Overview

Automatic creation of minutes of meetings using OpenAI’s Whisper API and Google Cloud Speech-to-Text API.

Business Challenge

In a multinational organization like SHIFT ASIA, where staff is from different countries, we often communicate using languages other than our native languages, such as Vietnamese, Japanese, and English. Therefore, miscommunication between multinational members may become a major issue at offshore development companies like SHIFT ASIA and various companies and organizations.

Our solution

The recent advanced development of AI has opened new opportunities and possibilities. By applying AI, we could develop an automatic tool that can create highly accurate minutes of meetings in order to reduce miscommunication in conversations to a certain extent.

Specific initiatives

Using Whisper API and Google Cloud Speech-to-Text API, we built our own automatic minutes generation system on a trial basis. The content of meetings held by multiple people is recorded, and minutes are automatically generated as text data based on the content.
By comparing the output of Whisper API and Google Cloud Speech-to-Text API, we compared the characteristics and accuracy of each model.

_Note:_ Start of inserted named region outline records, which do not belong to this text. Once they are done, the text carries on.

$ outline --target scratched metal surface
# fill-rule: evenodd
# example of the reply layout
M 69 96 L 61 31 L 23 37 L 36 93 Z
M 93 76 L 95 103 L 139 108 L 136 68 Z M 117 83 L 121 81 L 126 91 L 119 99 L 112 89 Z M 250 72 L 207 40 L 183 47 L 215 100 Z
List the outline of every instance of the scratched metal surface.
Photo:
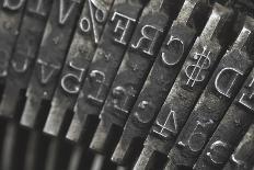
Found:
M 253 170 L 254 2 L 177 3 L 0 0 L 0 169 Z

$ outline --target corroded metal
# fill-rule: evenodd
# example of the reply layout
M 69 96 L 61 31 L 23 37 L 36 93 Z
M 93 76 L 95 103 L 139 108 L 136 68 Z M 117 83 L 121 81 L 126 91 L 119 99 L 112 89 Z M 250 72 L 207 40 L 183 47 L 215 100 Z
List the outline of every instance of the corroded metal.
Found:
M 171 26 L 177 9 L 180 9 L 180 1 L 174 2 L 152 0 L 143 9 L 139 24 L 134 32 L 130 45 L 125 53 L 100 114 L 101 121 L 90 145 L 92 149 L 97 151 L 108 150 L 105 143 L 106 140 L 109 143 L 109 136 L 114 134 L 114 129 L 111 129 L 112 126 L 122 129 L 125 125 L 130 109 L 160 50 L 164 32 L 168 32 L 166 27 Z M 169 13 L 169 11 L 172 13 Z M 100 132 L 101 129 L 103 131 Z
M 234 147 L 253 123 L 253 86 L 254 69 L 210 137 L 194 169 L 218 169 L 229 160 Z
M 254 124 L 251 125 L 223 170 L 249 170 L 254 166 Z
M 227 30 L 226 25 L 231 21 L 232 13 L 232 10 L 215 4 L 201 35 L 194 43 L 157 116 L 135 169 L 152 166 L 151 156 L 154 151 L 169 154 L 221 57 L 224 46 L 221 33 Z
M 113 0 L 86 0 L 60 80 L 55 91 L 44 132 L 59 134 L 68 110 L 73 110 L 83 79 L 93 58 Z
M 55 0 L 26 92 L 21 124 L 34 127 L 43 100 L 51 100 L 83 0 Z M 46 113 L 43 113 L 46 114 Z
M 53 0 L 27 0 L 10 60 L 0 115 L 13 117 L 21 90 L 26 90 Z
M 146 0 L 115 0 L 76 103 L 67 138 L 79 140 L 89 128 L 85 126 L 90 118 L 97 120 L 145 3 Z
M 169 154 L 173 167 L 192 168 L 253 67 L 254 21 L 245 20 L 234 45 L 216 68 L 197 105 Z
M 203 0 L 187 0 L 182 7 L 177 19 L 173 22 L 170 32 L 160 49 L 152 69 L 142 87 L 142 90 L 131 109 L 120 140 L 112 159 L 118 163 L 126 163 L 134 140 L 145 140 L 152 121 L 163 104 L 182 65 L 198 34 L 194 21 L 197 13 L 204 14 L 206 20 L 205 2 Z M 199 22 L 201 22 L 199 20 Z
M 20 33 L 24 7 L 25 0 L 0 1 L 0 83 L 4 83 L 8 76 L 8 66 Z

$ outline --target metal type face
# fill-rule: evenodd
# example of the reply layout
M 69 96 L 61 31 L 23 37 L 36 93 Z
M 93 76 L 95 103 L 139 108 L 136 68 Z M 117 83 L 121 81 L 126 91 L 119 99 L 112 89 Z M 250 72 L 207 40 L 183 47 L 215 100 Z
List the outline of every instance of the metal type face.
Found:
M 20 32 L 25 0 L 0 1 L 0 83 L 4 83 L 8 66 Z
M 51 0 L 28 0 L 26 3 L 20 34 L 8 69 L 0 105 L 2 116 L 14 116 L 20 91 L 28 86 L 50 7 Z
M 82 5 L 83 0 L 54 1 L 27 88 L 22 125 L 34 127 L 42 100 L 51 100 Z
M 169 14 L 165 9 L 172 11 L 174 8 L 175 13 L 177 13 L 177 7 L 180 7 L 177 3 L 172 3 L 169 0 L 152 0 L 145 8 L 102 109 L 101 121 L 90 145 L 92 149 L 108 151 L 105 143 L 111 140 L 108 136 L 114 134 L 114 131 L 111 131 L 112 126 L 117 125 L 120 128 L 125 125 L 129 111 L 161 47 L 163 33 L 175 18 L 175 15 Z M 108 132 L 108 134 L 102 135 L 105 138 L 101 136 L 104 132 Z
M 218 169 L 222 168 L 229 160 L 234 147 L 253 123 L 253 87 L 254 70 L 249 75 L 241 91 L 199 156 L 194 169 Z
M 0 169 L 9 170 L 14 168 L 13 155 L 14 155 L 14 146 L 16 144 L 18 138 L 18 127 L 14 123 L 9 123 L 5 128 L 3 149 L 1 152 L 1 165 Z
M 254 166 L 254 124 L 244 135 L 223 170 L 249 170 Z
M 91 115 L 97 118 L 143 4 L 115 0 L 74 106 L 67 138 L 79 140 Z
M 220 60 L 171 149 L 168 169 L 181 166 L 192 168 L 223 117 L 253 66 L 254 58 L 247 50 L 253 44 L 253 30 L 254 21 L 247 18 L 234 45 Z
M 86 0 L 74 33 L 44 132 L 57 136 L 72 110 L 106 23 L 113 0 Z
M 131 157 L 128 152 L 132 149 L 134 140 L 143 140 L 149 132 L 154 116 L 163 104 L 193 45 L 196 30 L 192 21 L 197 11 L 204 10 L 200 3 L 204 1 L 185 1 L 177 19 L 173 22 L 148 79 L 131 109 L 120 140 L 113 154 L 113 161 L 126 163 Z
M 146 169 L 154 151 L 169 154 L 188 114 L 196 104 L 220 59 L 220 34 L 231 20 L 232 11 L 216 3 L 211 15 L 188 54 L 164 104 L 157 116 L 135 169 Z M 152 163 L 150 165 L 152 166 Z

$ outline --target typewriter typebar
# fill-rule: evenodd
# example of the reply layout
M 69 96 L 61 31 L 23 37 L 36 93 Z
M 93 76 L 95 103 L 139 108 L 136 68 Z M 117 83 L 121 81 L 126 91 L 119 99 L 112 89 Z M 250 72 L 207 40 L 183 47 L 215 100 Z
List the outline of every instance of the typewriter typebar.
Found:
M 112 158 L 114 161 L 127 163 L 128 159 L 135 157 L 130 154 L 134 151 L 131 150 L 134 145 L 143 143 L 146 139 L 152 121 L 163 104 L 198 34 L 196 23 L 193 20 L 197 19 L 198 12 L 205 10 L 203 5 L 205 3 L 200 0 L 187 0 L 183 4 L 177 19 L 173 22 L 163 42 L 141 92 L 130 110 L 130 115 Z M 206 15 L 205 12 L 203 14 Z
M 154 151 L 168 155 L 185 120 L 220 59 L 222 36 L 233 11 L 216 3 L 210 18 L 190 49 L 164 104 L 159 112 L 135 169 L 152 167 Z M 223 34 L 226 35 L 226 34 Z M 150 166 L 150 167 L 149 167 Z
M 173 10 L 178 9 L 177 4 L 172 2 L 171 0 L 151 0 L 143 9 L 101 111 L 100 124 L 90 145 L 92 149 L 106 151 L 105 143 L 111 144 L 111 136 L 116 136 L 113 126 L 120 128 L 125 125 L 136 95 L 161 47 L 163 34 L 168 31 L 166 26 L 172 24 L 176 15 L 174 13 L 177 13 Z
M 176 144 L 171 149 L 169 169 L 177 165 L 189 168 L 194 166 L 198 155 L 235 98 L 253 67 L 254 58 L 250 52 L 250 46 L 254 41 L 253 24 L 253 19 L 246 18 L 232 48 L 220 60 L 177 137 Z

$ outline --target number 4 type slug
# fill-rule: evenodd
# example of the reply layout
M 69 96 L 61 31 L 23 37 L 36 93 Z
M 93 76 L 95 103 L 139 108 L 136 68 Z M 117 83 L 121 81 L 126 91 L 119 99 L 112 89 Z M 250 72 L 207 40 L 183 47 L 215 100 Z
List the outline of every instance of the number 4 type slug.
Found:
M 222 34 L 232 19 L 232 10 L 219 3 L 213 5 L 210 18 L 201 35 L 194 43 L 139 156 L 135 169 L 153 166 L 152 155 L 168 155 L 177 134 L 205 89 L 217 61 L 221 57 Z M 222 34 L 222 35 L 221 35 Z M 150 166 L 149 166 L 150 165 Z

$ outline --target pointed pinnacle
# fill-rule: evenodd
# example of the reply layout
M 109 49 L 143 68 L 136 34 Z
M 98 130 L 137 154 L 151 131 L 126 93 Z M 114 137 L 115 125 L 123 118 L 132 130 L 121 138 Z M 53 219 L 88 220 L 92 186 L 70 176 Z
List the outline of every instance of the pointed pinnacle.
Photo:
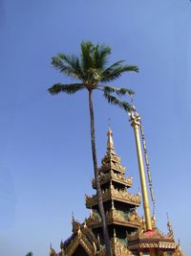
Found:
M 108 142 L 107 142 L 107 150 L 108 151 L 114 151 L 114 141 L 113 141 L 113 131 L 111 129 L 111 128 L 109 128 L 108 129 Z

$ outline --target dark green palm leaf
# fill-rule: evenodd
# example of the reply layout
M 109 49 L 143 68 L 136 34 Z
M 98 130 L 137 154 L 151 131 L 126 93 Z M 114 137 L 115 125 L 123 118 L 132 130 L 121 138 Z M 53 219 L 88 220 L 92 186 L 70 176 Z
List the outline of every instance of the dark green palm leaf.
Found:
M 118 79 L 124 72 L 138 72 L 138 68 L 133 65 L 121 65 L 113 69 L 106 69 L 102 73 L 102 79 L 100 81 L 109 82 Z
M 52 58 L 52 65 L 69 77 L 74 77 L 79 80 L 83 80 L 84 78 L 80 61 L 75 56 L 58 54 Z
M 116 93 L 117 95 L 118 96 L 121 96 L 121 95 L 125 95 L 125 94 L 129 94 L 130 96 L 134 95 L 135 92 L 131 89 L 128 89 L 128 88 L 118 88 L 118 87 L 116 87 L 116 86 L 106 86 L 106 85 L 102 85 L 103 86 L 103 91 L 105 93 Z
M 60 92 L 65 92 L 67 94 L 74 94 L 84 88 L 82 83 L 70 83 L 70 84 L 62 84 L 55 83 L 52 87 L 48 89 L 51 94 L 58 94 Z
M 105 46 L 104 44 L 96 44 L 95 47 L 95 68 L 99 70 L 103 70 L 105 64 L 107 63 L 107 56 L 111 54 L 111 48 L 109 46 Z
M 83 72 L 86 73 L 89 68 L 94 68 L 93 52 L 95 46 L 91 41 L 81 42 L 81 63 Z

Research results and future prospects

At present, the output accuracy of both the Whisper API and the Google Cloud Speech-to-Text API is not high enough to be used for minutes of public meetings.

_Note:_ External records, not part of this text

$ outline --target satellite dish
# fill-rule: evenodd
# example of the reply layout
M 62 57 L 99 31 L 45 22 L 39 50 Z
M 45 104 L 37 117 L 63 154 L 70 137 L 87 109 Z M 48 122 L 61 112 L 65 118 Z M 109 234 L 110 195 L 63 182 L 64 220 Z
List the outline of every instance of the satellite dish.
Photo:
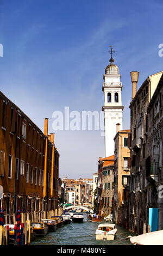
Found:
M 0 199 L 3 199 L 3 189 L 2 186 L 0 185 Z

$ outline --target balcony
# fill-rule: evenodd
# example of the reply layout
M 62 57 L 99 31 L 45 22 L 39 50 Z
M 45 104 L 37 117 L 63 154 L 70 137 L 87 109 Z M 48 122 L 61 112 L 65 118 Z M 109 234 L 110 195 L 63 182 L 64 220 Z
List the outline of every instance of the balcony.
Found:
M 137 152 L 138 150 L 139 150 L 141 148 L 140 138 L 138 138 L 137 137 L 135 137 L 135 138 L 132 141 L 132 148 L 135 152 Z

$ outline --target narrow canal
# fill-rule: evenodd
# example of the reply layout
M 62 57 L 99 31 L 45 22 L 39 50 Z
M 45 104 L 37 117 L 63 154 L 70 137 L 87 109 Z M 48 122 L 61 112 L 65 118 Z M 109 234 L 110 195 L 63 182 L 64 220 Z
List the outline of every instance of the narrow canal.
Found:
M 55 232 L 49 233 L 44 237 L 37 237 L 31 245 L 130 245 L 128 235 L 134 235 L 126 229 L 117 226 L 116 238 L 113 241 L 96 240 L 95 231 L 99 223 L 87 221 L 84 214 L 83 223 L 71 222 L 57 229 Z M 103 222 L 101 222 L 103 223 Z

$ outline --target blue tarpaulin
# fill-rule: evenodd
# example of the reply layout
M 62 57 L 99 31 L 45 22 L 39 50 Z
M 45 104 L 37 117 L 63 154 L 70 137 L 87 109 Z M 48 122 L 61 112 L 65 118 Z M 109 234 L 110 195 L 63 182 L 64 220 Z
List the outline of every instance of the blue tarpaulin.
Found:
M 151 232 L 157 231 L 158 227 L 158 208 L 149 208 L 148 224 Z

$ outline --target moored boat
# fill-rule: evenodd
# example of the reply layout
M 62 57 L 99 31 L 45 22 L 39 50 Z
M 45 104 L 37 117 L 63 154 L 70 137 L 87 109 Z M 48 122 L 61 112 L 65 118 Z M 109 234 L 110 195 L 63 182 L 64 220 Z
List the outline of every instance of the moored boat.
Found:
M 96 230 L 96 240 L 114 240 L 117 229 L 115 224 L 103 223 L 100 224 Z
M 30 222 L 30 228 L 36 236 L 46 235 L 48 233 L 48 227 L 43 222 Z
M 57 224 L 57 228 L 60 228 L 64 224 L 65 221 L 63 220 L 63 218 L 61 216 L 52 216 L 50 220 L 54 220 L 55 221 L 55 224 Z
M 54 220 L 51 219 L 42 219 L 41 222 L 43 223 L 46 223 L 48 227 L 48 231 L 56 231 L 57 224 Z
M 84 216 L 82 214 L 74 214 L 72 217 L 73 222 L 83 222 Z
M 97 216 L 96 214 L 87 214 L 87 218 L 89 221 L 92 221 L 95 222 L 101 222 L 102 218 L 100 216 Z
M 63 220 L 65 221 L 64 224 L 70 224 L 72 221 L 72 218 L 70 215 L 68 214 L 62 214 L 61 217 L 63 218 Z

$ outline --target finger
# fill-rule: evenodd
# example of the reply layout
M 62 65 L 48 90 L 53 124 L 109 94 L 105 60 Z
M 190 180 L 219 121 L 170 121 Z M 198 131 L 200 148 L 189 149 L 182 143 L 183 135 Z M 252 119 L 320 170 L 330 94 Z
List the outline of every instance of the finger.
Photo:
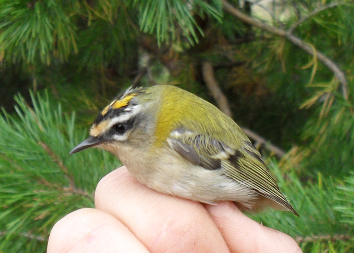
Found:
M 230 252 L 200 204 L 149 189 L 125 167 L 101 180 L 95 204 L 118 218 L 151 252 Z
M 232 252 L 294 252 L 301 249 L 289 235 L 249 218 L 232 202 L 205 204 Z
M 119 220 L 99 210 L 68 214 L 53 227 L 47 252 L 147 253 L 149 251 Z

There are clear differences in automatic language detection and speaker dialect between Whisper API and Google Cloud Speech-to-Text API. We found that the existing main speech recognition models, Whisper API and Google Cloud Speech-to-Text API, still have a long way to go to automatically generate meeting minutes from conversations with multiple voices with high accuracy.

However, it is possible to generate simple memos, and it is at a sufficiently useful level to be used as a reference document and subsequently update the minutes manually or with the generation AI.

In order to generate official sentences, it is still necessary to improve accuracy through improvements in technical capabilities and system customization, but SHIFT ASIA can transcribe audio data with high precision and use that text data to create even more sophisticated transcriptions. We will continue to research and develop AI transcription using speech recognition models to enable comprehensive analysis.